While not constituting in itself a direct and immediate risk of death, to beat irregularly and therefore the reduction of the part of the heart’s ability to pump blood, increases the risk of clots in the atria and therefore stroke cerebral.
How is atrial fibrillation?
The cure of atrial fibrillation include …
- Drugs: Reduce the risk of blood clots and thus the chances of stroke. In those suffering from hypertension, diabetes or have had previous cardiovascular they should be consumed for a lifetime.
- Electrical cardioversion: Transmitting electrical shock to the heart through electrodes placed on the chest; it is useful to restore normal heartbeat.
- Pacemaker implantation.
- Ablation transcoder: Some forms of atrial fibrillation arise from electric wrong inputs originating in the pulmonary veins.

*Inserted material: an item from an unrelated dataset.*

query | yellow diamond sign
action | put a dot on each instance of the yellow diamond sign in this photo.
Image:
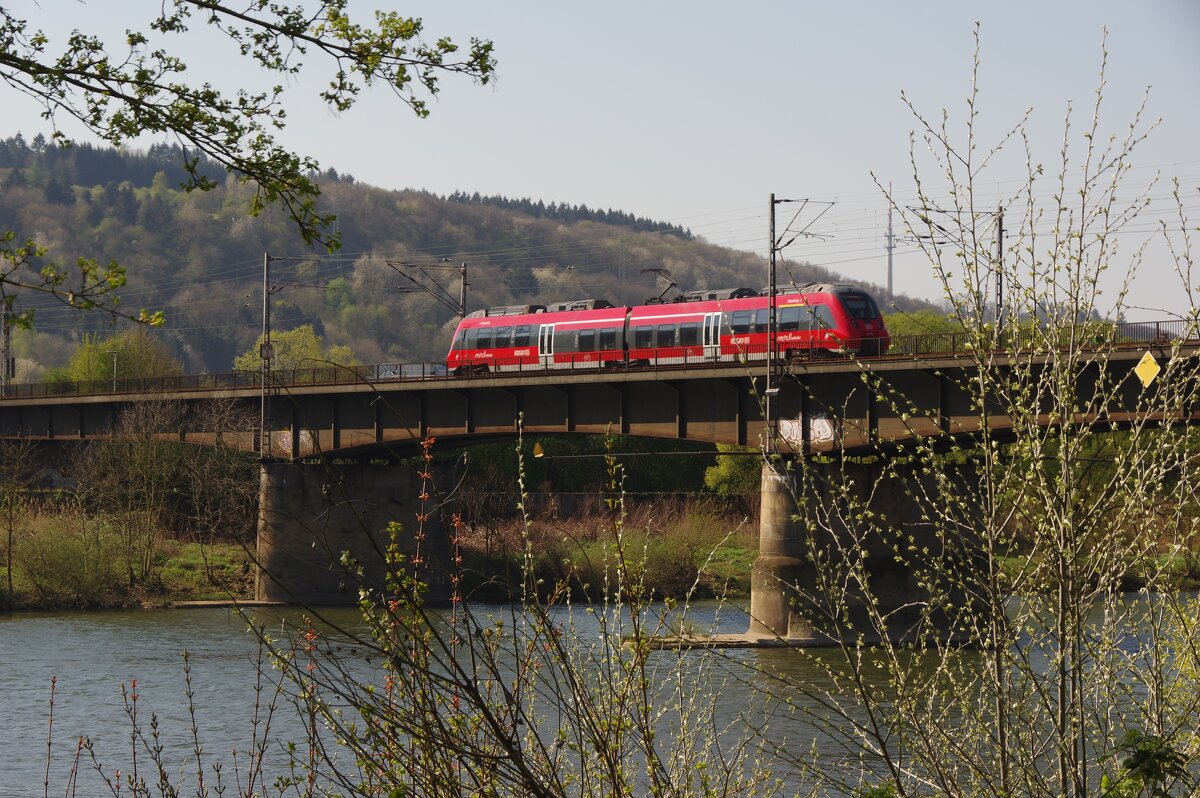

The area from which the defective pulses is “blocked” by the use of extreme heat energy sources or extreme cold (cryoablation) administered with special catheters inserted in the heart starting from the veins of the lower limbs.
- Surgical ablation in cases of simultaneous open heart surgery, “eliminating” the atria the propagation routes of pathological electrical signals (maze operation).